# Meal Plan Questions (Sunset Limited)



## Stravels (Jan 4, 2019)

Hi!

I got some questions for all the experts here...

My dad and I are traveling from New Orleans to Houston on a sleeper Roomette that includes the meals. Our trip starts at 9 am till 6ish . 

Is that considered a long haul trip? 

Would anyone know how the meal situation would work? Could we get Breakfast/ Lunch/ and Dinner ?? Or is it just lunch that is offered because of the time schedule?

Would it be best to buy breakfast and bring it on board and have dinner after we get off the train? Obviously my dad thinks we somehow can get all 3 meals in that time span. lol

Thanks for your help ahead of time!!


----------



## pennyk (Jan 4, 2019)

I did that trip last summer.  If I remember correctly, we got lunch and an early dinner before Houston. 

It is up to you whether you want to bring breakfast on board and eat it on the train.  I would not.  I was perfectly happy eating dinner on the train.

I personally would not consider that a long haul trip, although some might.


----------



## the_traveler (Jan 4, 2019)

The first meal served in the Dining Car will be lunch.

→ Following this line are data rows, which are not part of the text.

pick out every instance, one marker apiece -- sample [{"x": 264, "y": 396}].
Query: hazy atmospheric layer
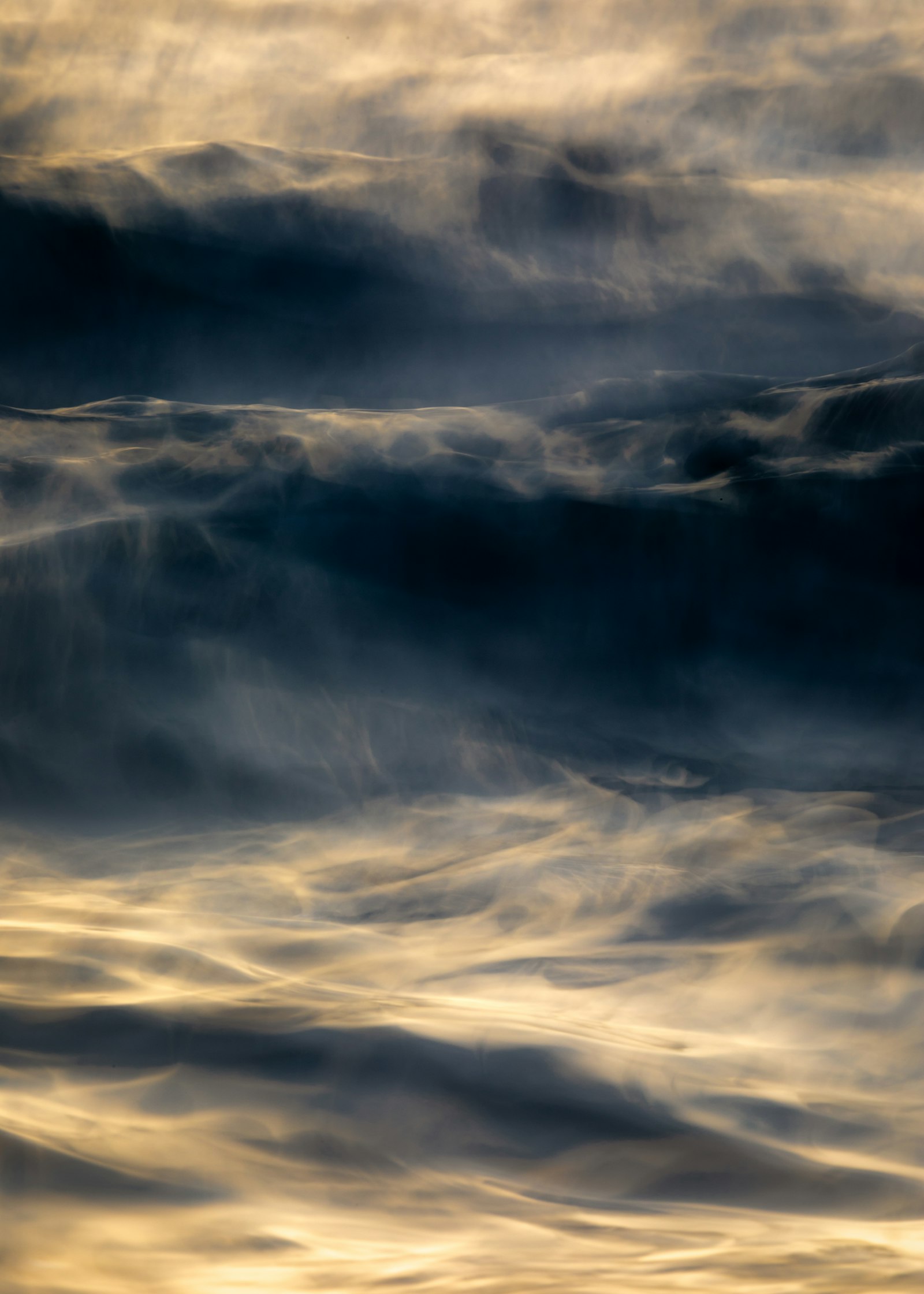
[{"x": 461, "y": 649}]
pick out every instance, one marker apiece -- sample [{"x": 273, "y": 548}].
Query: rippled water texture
[{"x": 461, "y": 649}]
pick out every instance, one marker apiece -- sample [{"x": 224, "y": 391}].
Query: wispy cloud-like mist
[{"x": 461, "y": 648}]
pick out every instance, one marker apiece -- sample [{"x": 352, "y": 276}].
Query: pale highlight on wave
[{"x": 560, "y": 1039}]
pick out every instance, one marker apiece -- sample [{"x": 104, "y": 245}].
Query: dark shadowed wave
[
  {"x": 239, "y": 273},
  {"x": 690, "y": 580}
]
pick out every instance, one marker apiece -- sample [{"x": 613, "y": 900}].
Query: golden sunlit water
[{"x": 461, "y": 648}]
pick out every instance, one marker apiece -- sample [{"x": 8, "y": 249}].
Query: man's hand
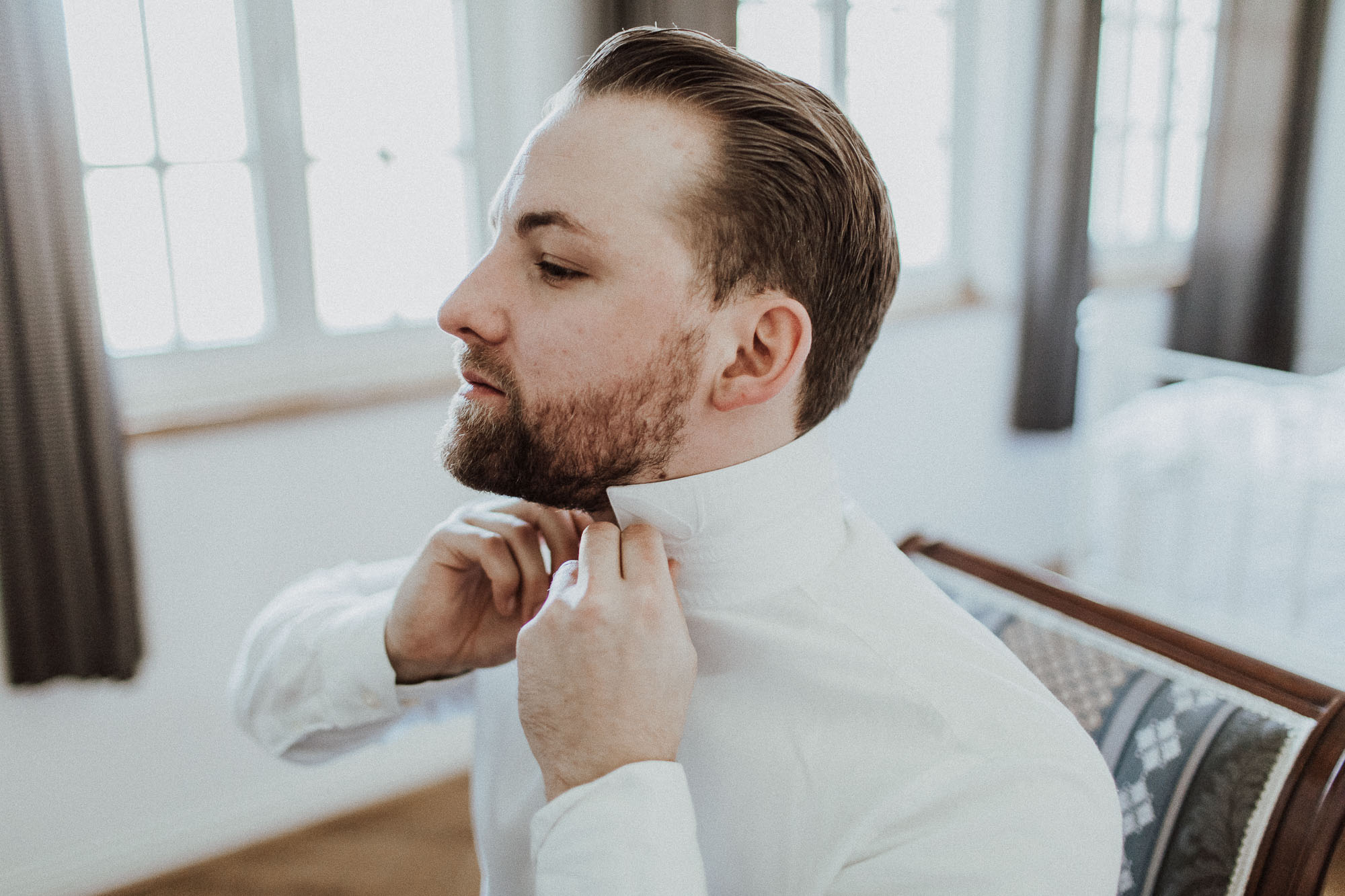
[
  {"x": 606, "y": 669},
  {"x": 478, "y": 579}
]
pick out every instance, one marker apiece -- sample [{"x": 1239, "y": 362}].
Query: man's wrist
[{"x": 415, "y": 671}]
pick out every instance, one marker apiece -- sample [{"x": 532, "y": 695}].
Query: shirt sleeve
[
  {"x": 630, "y": 831},
  {"x": 313, "y": 678}
]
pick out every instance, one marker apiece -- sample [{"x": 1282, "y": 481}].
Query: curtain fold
[
  {"x": 1242, "y": 299},
  {"x": 68, "y": 583},
  {"x": 1056, "y": 270}
]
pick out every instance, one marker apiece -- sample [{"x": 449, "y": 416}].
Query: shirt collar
[{"x": 748, "y": 529}]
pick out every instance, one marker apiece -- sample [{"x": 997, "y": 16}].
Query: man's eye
[{"x": 556, "y": 274}]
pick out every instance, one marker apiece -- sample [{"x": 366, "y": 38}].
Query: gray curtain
[
  {"x": 67, "y": 575},
  {"x": 1056, "y": 266},
  {"x": 1242, "y": 299},
  {"x": 716, "y": 18}
]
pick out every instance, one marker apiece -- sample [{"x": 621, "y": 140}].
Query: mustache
[{"x": 489, "y": 362}]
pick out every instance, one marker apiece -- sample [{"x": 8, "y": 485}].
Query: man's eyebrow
[{"x": 531, "y": 221}]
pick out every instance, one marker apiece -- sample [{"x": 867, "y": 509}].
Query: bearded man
[{"x": 727, "y": 678}]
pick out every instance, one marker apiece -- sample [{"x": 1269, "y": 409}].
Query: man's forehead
[{"x": 605, "y": 166}]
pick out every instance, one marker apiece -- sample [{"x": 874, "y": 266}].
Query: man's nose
[{"x": 473, "y": 311}]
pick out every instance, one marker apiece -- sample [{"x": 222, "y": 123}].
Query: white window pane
[
  {"x": 921, "y": 205},
  {"x": 900, "y": 99},
  {"x": 1113, "y": 75},
  {"x": 1186, "y": 159},
  {"x": 213, "y": 237},
  {"x": 785, "y": 36},
  {"x": 1139, "y": 190},
  {"x": 1202, "y": 14},
  {"x": 108, "y": 77},
  {"x": 389, "y": 240},
  {"x": 1148, "y": 77},
  {"x": 377, "y": 76},
  {"x": 1194, "y": 79},
  {"x": 130, "y": 259},
  {"x": 198, "y": 92},
  {"x": 1105, "y": 204},
  {"x": 1152, "y": 11}
]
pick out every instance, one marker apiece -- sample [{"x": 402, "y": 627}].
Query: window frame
[
  {"x": 1163, "y": 261},
  {"x": 949, "y": 283},
  {"x": 295, "y": 362}
]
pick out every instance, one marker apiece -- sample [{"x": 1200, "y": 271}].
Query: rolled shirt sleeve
[
  {"x": 313, "y": 680},
  {"x": 630, "y": 831}
]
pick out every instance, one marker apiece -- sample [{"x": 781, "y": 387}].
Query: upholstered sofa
[{"x": 1231, "y": 772}]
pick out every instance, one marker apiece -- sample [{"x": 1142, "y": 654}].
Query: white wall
[
  {"x": 1321, "y": 331},
  {"x": 106, "y": 783}
]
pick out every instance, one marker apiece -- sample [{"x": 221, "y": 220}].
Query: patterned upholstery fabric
[{"x": 1198, "y": 763}]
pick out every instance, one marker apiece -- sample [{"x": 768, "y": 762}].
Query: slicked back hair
[{"x": 794, "y": 201}]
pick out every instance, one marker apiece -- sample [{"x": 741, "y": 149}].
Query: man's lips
[{"x": 477, "y": 381}]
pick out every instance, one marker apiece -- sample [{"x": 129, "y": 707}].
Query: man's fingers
[
  {"x": 524, "y": 544},
  {"x": 492, "y": 552},
  {"x": 601, "y": 553},
  {"x": 644, "y": 557},
  {"x": 562, "y": 534}
]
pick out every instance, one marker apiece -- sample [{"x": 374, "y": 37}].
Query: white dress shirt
[{"x": 852, "y": 731}]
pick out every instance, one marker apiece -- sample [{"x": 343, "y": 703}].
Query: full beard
[{"x": 567, "y": 452}]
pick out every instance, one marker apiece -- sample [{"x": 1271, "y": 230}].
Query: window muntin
[
  {"x": 890, "y": 64},
  {"x": 1155, "y": 84},
  {"x": 174, "y": 167},
  {"x": 387, "y": 177}
]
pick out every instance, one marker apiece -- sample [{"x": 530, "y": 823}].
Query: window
[
  {"x": 1155, "y": 84},
  {"x": 279, "y": 192},
  {"x": 892, "y": 67}
]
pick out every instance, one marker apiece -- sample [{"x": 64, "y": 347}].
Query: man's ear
[{"x": 773, "y": 335}]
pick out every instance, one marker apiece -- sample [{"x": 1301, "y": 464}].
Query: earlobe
[{"x": 774, "y": 337}]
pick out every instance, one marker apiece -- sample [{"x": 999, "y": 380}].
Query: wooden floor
[{"x": 415, "y": 845}]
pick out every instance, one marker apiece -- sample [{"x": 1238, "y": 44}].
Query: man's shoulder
[{"x": 933, "y": 653}]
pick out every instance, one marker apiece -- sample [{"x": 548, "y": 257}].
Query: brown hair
[{"x": 796, "y": 202}]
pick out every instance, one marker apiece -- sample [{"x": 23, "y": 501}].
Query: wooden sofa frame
[{"x": 1304, "y": 849}]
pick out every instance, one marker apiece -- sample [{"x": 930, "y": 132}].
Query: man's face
[{"x": 583, "y": 327}]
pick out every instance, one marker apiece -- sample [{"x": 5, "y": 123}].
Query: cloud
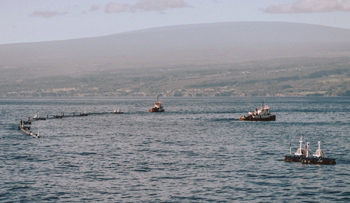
[
  {"x": 310, "y": 6},
  {"x": 46, "y": 14},
  {"x": 116, "y": 8},
  {"x": 145, "y": 5},
  {"x": 94, "y": 8}
]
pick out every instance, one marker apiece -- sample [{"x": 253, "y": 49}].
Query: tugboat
[
  {"x": 262, "y": 114},
  {"x": 117, "y": 111},
  {"x": 157, "y": 107},
  {"x": 302, "y": 155},
  {"x": 36, "y": 117},
  {"x": 84, "y": 114}
]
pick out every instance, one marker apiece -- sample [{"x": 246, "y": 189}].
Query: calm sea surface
[{"x": 196, "y": 151}]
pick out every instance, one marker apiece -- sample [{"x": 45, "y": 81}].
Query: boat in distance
[
  {"x": 261, "y": 114},
  {"x": 157, "y": 107}
]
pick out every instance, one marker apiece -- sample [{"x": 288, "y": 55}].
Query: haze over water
[{"x": 196, "y": 151}]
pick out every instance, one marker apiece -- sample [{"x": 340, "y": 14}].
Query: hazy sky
[{"x": 46, "y": 20}]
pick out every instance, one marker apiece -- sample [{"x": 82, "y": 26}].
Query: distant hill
[{"x": 185, "y": 46}]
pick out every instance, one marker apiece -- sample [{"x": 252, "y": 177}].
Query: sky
[{"x": 48, "y": 20}]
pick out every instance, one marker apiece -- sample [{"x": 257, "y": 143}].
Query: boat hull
[
  {"x": 258, "y": 118},
  {"x": 309, "y": 160},
  {"x": 156, "y": 110}
]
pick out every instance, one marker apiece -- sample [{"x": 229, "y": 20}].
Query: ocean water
[{"x": 196, "y": 151}]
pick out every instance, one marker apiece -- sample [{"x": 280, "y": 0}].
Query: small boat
[
  {"x": 84, "y": 114},
  {"x": 59, "y": 116},
  {"x": 262, "y": 114},
  {"x": 36, "y": 117},
  {"x": 157, "y": 107},
  {"x": 304, "y": 156},
  {"x": 117, "y": 111}
]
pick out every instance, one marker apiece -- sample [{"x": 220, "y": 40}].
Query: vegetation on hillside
[{"x": 277, "y": 77}]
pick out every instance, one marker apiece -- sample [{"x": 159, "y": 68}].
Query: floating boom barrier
[{"x": 25, "y": 126}]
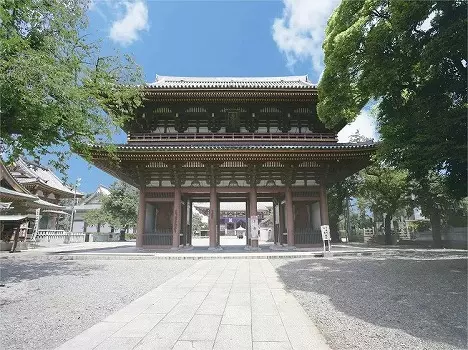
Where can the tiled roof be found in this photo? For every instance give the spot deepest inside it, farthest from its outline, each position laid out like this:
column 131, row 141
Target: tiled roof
column 29, row 172
column 234, row 206
column 335, row 146
column 288, row 82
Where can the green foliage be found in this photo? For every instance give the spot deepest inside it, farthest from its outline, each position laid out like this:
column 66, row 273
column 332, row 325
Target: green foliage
column 419, row 226
column 197, row 223
column 96, row 217
column 340, row 191
column 384, row 188
column 56, row 88
column 119, row 208
column 379, row 50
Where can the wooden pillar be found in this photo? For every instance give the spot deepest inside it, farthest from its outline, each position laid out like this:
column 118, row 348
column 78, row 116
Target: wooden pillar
column 176, row 219
column 275, row 231
column 189, row 222
column 253, row 212
column 213, row 216
column 141, row 218
column 218, row 221
column 289, row 216
column 323, row 204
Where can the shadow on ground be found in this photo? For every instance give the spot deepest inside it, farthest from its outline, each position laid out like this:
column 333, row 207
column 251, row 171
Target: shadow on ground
column 425, row 295
column 19, row 270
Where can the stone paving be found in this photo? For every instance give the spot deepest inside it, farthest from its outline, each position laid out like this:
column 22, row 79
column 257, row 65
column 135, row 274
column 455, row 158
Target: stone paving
column 214, row 304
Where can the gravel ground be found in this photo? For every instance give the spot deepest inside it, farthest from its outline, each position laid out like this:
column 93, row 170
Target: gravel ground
column 396, row 301
column 45, row 302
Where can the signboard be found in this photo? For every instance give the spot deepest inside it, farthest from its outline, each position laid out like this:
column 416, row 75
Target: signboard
column 36, row 225
column 325, row 229
column 254, row 226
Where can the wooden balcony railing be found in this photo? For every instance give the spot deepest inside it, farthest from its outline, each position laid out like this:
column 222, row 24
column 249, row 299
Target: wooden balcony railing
column 152, row 137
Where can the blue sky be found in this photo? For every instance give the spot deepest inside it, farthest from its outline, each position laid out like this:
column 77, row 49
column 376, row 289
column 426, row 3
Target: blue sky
column 211, row 38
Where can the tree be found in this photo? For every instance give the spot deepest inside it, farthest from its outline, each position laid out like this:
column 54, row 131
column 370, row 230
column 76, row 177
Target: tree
column 410, row 58
column 57, row 92
column 341, row 191
column 432, row 195
column 119, row 208
column 197, row 222
column 386, row 190
column 337, row 194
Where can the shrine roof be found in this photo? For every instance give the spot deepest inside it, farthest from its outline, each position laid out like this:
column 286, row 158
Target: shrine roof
column 335, row 146
column 27, row 173
column 287, row 82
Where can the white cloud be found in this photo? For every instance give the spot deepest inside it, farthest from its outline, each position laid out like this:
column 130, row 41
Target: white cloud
column 299, row 33
column 135, row 19
column 426, row 25
column 365, row 123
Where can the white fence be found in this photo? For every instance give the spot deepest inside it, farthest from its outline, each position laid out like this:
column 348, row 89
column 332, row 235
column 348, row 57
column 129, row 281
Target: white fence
column 58, row 237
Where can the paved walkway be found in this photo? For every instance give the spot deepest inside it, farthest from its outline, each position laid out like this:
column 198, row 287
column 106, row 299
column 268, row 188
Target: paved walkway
column 215, row 304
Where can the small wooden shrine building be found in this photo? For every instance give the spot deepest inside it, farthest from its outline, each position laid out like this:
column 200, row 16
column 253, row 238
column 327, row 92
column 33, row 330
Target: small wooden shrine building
column 231, row 139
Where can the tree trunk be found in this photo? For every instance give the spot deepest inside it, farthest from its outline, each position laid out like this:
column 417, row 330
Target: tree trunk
column 15, row 240
column 122, row 233
column 335, row 235
column 436, row 228
column 388, row 231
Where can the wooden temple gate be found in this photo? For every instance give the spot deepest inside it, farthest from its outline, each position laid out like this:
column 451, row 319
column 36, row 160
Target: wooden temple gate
column 248, row 138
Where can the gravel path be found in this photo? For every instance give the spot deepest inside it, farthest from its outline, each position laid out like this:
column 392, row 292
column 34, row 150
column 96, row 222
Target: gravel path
column 47, row 301
column 398, row 301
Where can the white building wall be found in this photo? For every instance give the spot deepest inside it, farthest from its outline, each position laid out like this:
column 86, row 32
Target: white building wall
column 316, row 216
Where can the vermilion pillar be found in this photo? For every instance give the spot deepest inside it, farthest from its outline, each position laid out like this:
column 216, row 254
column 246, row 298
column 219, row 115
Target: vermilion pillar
column 323, row 204
column 289, row 216
column 141, row 218
column 213, row 216
column 176, row 219
column 253, row 212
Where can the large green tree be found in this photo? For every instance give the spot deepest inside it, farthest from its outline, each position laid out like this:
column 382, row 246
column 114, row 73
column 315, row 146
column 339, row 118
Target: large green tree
column 410, row 58
column 432, row 194
column 386, row 191
column 339, row 193
column 57, row 91
column 119, row 208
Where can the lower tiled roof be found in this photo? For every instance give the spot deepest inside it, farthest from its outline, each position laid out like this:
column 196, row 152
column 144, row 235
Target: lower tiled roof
column 336, row 146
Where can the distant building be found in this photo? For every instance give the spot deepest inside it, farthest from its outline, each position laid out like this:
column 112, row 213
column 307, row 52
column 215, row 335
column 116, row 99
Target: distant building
column 20, row 209
column 89, row 203
column 233, row 215
column 101, row 232
column 44, row 184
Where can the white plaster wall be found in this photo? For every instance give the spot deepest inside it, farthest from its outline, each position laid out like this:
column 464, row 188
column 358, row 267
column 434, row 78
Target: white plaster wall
column 149, row 218
column 78, row 226
column 316, row 216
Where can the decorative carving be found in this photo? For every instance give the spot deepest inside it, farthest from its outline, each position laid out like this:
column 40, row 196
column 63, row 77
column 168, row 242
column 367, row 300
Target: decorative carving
column 252, row 176
column 214, row 123
column 212, row 174
column 288, row 176
column 251, row 122
column 178, row 174
column 180, row 122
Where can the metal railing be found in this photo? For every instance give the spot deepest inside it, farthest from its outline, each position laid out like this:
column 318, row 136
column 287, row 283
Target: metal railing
column 59, row 236
column 157, row 238
column 308, row 236
column 142, row 137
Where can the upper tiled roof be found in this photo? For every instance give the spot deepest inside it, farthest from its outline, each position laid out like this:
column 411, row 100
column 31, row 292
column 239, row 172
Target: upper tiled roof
column 288, row 82
column 196, row 147
column 28, row 172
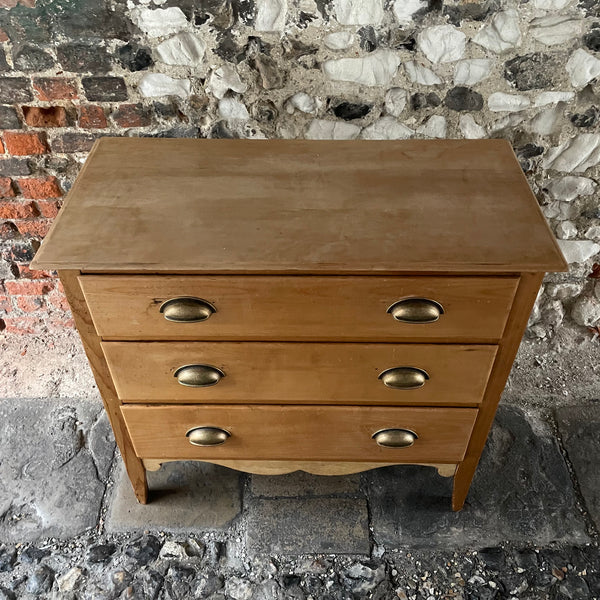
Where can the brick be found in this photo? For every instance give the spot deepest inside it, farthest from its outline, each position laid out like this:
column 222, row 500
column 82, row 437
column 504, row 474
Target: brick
column 73, row 142
column 26, row 273
column 132, row 115
column 83, row 58
column 15, row 89
column 55, row 88
column 50, row 116
column 30, row 303
column 28, row 287
column 48, row 208
column 9, row 118
column 24, row 325
column 6, row 188
column 37, row 228
column 17, row 210
column 91, row 116
column 105, row 89
column 24, row 144
column 40, row 188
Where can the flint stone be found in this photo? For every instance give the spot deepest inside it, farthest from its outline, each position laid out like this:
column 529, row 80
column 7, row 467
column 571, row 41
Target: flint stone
column 358, row 12
column 386, row 128
column 555, row 29
column 222, row 80
column 418, row 73
column 270, row 15
column 521, row 491
column 404, row 10
column 471, row 71
column 395, row 101
column 158, row 84
column 578, row 251
column 578, row 427
column 182, row 49
column 582, row 67
column 378, row 68
column 321, row 129
column 435, row 127
column 442, row 43
column 502, row 33
column 48, row 487
column 501, row 102
column 470, row 129
column 339, row 40
column 570, row 187
column 575, row 155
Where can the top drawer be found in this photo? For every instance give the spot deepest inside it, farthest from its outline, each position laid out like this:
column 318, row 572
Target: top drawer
column 299, row 308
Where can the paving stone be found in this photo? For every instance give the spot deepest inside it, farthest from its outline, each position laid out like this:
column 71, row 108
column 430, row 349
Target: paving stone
column 184, row 496
column 578, row 427
column 307, row 526
column 521, row 492
column 303, row 484
column 49, row 485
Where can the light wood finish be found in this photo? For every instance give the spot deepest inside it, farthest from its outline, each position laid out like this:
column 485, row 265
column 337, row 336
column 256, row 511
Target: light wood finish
column 91, row 345
column 280, row 467
column 299, row 308
column 271, row 372
column 524, row 300
column 301, row 206
column 320, row 433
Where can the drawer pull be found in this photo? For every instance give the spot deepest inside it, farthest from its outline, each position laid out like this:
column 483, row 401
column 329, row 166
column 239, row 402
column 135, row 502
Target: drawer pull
column 416, row 310
column 207, row 436
column 187, row 309
column 198, row 375
column 404, row 378
column 395, row 438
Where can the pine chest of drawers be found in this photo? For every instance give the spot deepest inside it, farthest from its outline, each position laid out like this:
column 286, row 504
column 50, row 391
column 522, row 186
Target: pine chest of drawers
column 282, row 305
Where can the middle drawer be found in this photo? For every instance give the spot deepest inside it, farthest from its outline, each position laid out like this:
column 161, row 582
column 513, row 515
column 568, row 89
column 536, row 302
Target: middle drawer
column 309, row 373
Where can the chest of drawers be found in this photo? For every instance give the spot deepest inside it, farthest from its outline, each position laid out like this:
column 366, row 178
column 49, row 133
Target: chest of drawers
column 282, row 305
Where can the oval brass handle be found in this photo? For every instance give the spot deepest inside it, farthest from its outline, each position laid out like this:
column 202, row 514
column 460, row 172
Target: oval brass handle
column 198, row 375
column 416, row 310
column 395, row 438
column 187, row 309
column 207, row 436
column 404, row 378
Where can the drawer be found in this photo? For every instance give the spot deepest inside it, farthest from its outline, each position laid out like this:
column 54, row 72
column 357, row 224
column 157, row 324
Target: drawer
column 263, row 372
column 297, row 308
column 300, row 432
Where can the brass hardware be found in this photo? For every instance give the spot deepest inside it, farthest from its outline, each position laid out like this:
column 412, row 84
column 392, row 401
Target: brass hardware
column 207, row 436
column 404, row 378
column 395, row 438
column 187, row 309
column 416, row 310
column 198, row 375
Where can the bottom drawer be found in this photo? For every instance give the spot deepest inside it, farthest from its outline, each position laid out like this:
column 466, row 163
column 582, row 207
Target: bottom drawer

The cafe will be open, but personally I would just eat at the hotel or at home prior to boarding.


----------



## cpotisch (Jan 4, 2019)

The Sunset doesn’t serve breakfast out of New Orleans. However the fact that this _is_ New Orleans IMHO means that that having to get breakfast in the city before you board is that big an issue!


----------



## ehbowen (Jan 15, 2019)

Eat breakfast before boarding; your choices are better. You'll definitely get lunch on the train. If you tell your attendant that you want dinner, he can usually arrange with the diner LSA to get you in the first seating. Or, if it looks as if the train is going to be early (there's a good bit of padding in the schedule between Beaumont and Houston), he may be able to arrange for you to get dinner 'to-go' in a take-out container. Unfortunately I don't know of anywhere to eat it in or around Houston's tiny excuse for a station.

There's a lot of dwell time in Houston so, if you do get seated, you should be able to finish your dinner without rushing. Just make sure that all of your personal belongings are ready to go; the sleeping car attendant will probably ask you to stage them on the downstairs luggage rack so that he can prepare your room. It's very likely that it will be occupied by passenger(s) boarding in Houston.


----------